Soft Timers Efficient Microsecond Software Timer Support for Network Processing

Soft TimersEfficient MicrosecondSoftware Timer Support for NetworkProcessing MOHIT ARON and PETER DRUSCHEL Rice University Published in ACM Transactions on Computer Systems, vol. 18(3), pp. 197.228, 2000. Presented By Glenn Diviney

What’s wrong with “Hard” timers? • Polling vs. Interrupts • Interrupts have high overhead and low latency • Polling has high latency and low overhead • Interruption is is expensive • CPU pipeline gets disrupted, cache and TLB get dirty. This is expensive • Generally not significant, so long as it’s done on the ms frequency • Example: Network interrupts can occur at the rate of tens of microseconds • Gigabit Ethernet requires a packet transmission every 12 µs (1500 bytes each)! • This amounts to a significant burden on the system if a context switch is involved each time

Interrupts • Device interrupts have a low latency but high overhead due to the added context switching • The executing thread gets preempted • Can occur at inopportune times which will slow down other work due to the cache pollution, TLB pollution, and pipeline purge resulting in high indirect costs

Polling • Polling has low overhead, but can have high latency due to the frequency of the poll: • The OS’s timer granularity depends directly on the frequency of the timer interrupts, as well as the overhead incurred by the interrupt • The cache, TLB, and pipeline costs can be avoided if the polling is done at the right time

What’s a Soft Timer? • “An operating system facility that allows efficient scheduling of software events at microsecond granularity.” • Takes advantage of states where handlers can be invoked at low cost: “Trigger States” • As in the case when the system is already context-switched to the kernel… why not see if other work can be done “while you’re in there?” • Schedule future events probabilistically

How Soft Timers work: hardware • Pentiums are usually shipped with a programmable timer, which can be told how often to interrupt the CPU. • These interrupts are usually assigned the highest priority in the OS, which can lead to TLB and cache misses • Testing indicated a total cost to be 4.45 µs on a 300mhz web server, which is insignificant at ms intervals but terrible at 20 µs intervals • Timer chip programmed to interrupt at ms intervals

How Soft Timers work: software • At unpredictable intervals, the system will arrive at “trigger states” • End of a system call • End of an exception handler • End of an interrupt handler • CPU idle • In these states, invoking an event handler is just a function call’s worth of overhead • TLB and Cache are already “disturbed” due to the triggering event, so no additional cost should be incurred • In these states, the OS’s Soft Timer facility checks for any pending events without incurring the cost of the hardware timer • Checks the clock (usually a CPU register) and compares it to the scheduled time of the earliest soft timer event.

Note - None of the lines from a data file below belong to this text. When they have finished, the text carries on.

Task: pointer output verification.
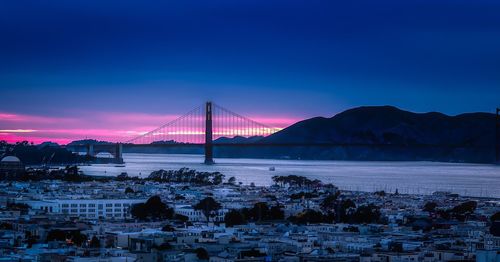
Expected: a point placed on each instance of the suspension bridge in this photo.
(200, 127)
(211, 125)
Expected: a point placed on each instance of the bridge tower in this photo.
(119, 153)
(497, 137)
(209, 158)
(89, 149)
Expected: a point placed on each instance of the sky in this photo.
(111, 70)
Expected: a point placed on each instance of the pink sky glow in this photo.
(115, 127)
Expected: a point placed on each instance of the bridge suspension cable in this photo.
(190, 128)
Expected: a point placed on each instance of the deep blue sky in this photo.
(276, 58)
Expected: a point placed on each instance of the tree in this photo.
(366, 214)
(234, 217)
(495, 224)
(495, 217)
(95, 243)
(56, 235)
(202, 254)
(167, 228)
(463, 210)
(330, 202)
(208, 207)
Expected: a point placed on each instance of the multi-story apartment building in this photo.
(88, 208)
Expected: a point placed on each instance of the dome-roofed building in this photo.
(11, 165)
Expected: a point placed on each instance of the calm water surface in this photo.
(407, 177)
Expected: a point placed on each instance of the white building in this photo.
(198, 216)
(87, 208)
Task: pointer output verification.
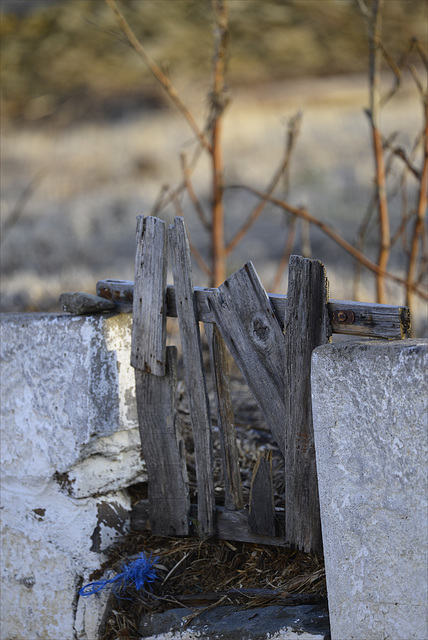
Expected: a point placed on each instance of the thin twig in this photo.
(192, 195)
(334, 235)
(158, 73)
(419, 222)
(195, 253)
(292, 134)
(288, 248)
(218, 102)
(374, 78)
(20, 204)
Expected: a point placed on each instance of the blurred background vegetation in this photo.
(65, 59)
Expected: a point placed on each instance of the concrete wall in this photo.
(70, 448)
(370, 420)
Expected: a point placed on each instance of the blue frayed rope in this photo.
(139, 572)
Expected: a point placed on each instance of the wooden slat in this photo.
(194, 374)
(244, 315)
(225, 418)
(306, 326)
(261, 518)
(149, 311)
(370, 319)
(229, 525)
(163, 449)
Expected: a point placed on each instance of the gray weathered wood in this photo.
(261, 518)
(248, 324)
(149, 310)
(307, 325)
(225, 418)
(370, 319)
(229, 525)
(80, 303)
(163, 449)
(194, 374)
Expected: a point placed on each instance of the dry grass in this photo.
(208, 573)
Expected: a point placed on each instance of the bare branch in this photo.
(20, 205)
(336, 237)
(158, 73)
(292, 134)
(193, 197)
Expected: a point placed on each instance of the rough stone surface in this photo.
(70, 448)
(81, 303)
(304, 622)
(370, 421)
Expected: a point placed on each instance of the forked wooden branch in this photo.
(347, 317)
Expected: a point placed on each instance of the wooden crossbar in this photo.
(347, 317)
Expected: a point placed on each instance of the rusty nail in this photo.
(343, 317)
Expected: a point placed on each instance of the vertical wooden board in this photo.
(163, 450)
(261, 519)
(225, 418)
(248, 324)
(306, 326)
(194, 374)
(149, 310)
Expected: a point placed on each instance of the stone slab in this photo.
(370, 421)
(303, 622)
(70, 448)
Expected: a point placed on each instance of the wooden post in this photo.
(149, 312)
(243, 313)
(194, 374)
(306, 326)
(225, 418)
(163, 449)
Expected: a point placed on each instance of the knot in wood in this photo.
(261, 330)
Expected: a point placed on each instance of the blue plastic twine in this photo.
(139, 572)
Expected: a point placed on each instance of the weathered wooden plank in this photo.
(194, 374)
(229, 525)
(307, 325)
(225, 418)
(261, 518)
(163, 449)
(249, 327)
(370, 319)
(149, 312)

The catch • Events might get delayed past a scheduled time • Only the hardware interrupt is guaranteed to happen (providing an upper bound on execution) • Other trigger states appear as random events to the system, or may not happen at all between hardware interrupts

Implementation • Soft timers provide the following operations • measure_resolution(): returns a 64-bit value which represents the clock resolution in hertz • measure_time(): returns a 64 bit value representing the current time whose resolution is given by measure_resolution() • schedule_soft_event(T, handler): schedules “handler” to run “T” ticks in the future • interrupt_clock_resolution(): provides the minimal resolution, which is that of the hardware interrupter • When invoked, the Soft Timer facility executes all handlers which have a T that is less than the value given by a call to measure_time() by 1.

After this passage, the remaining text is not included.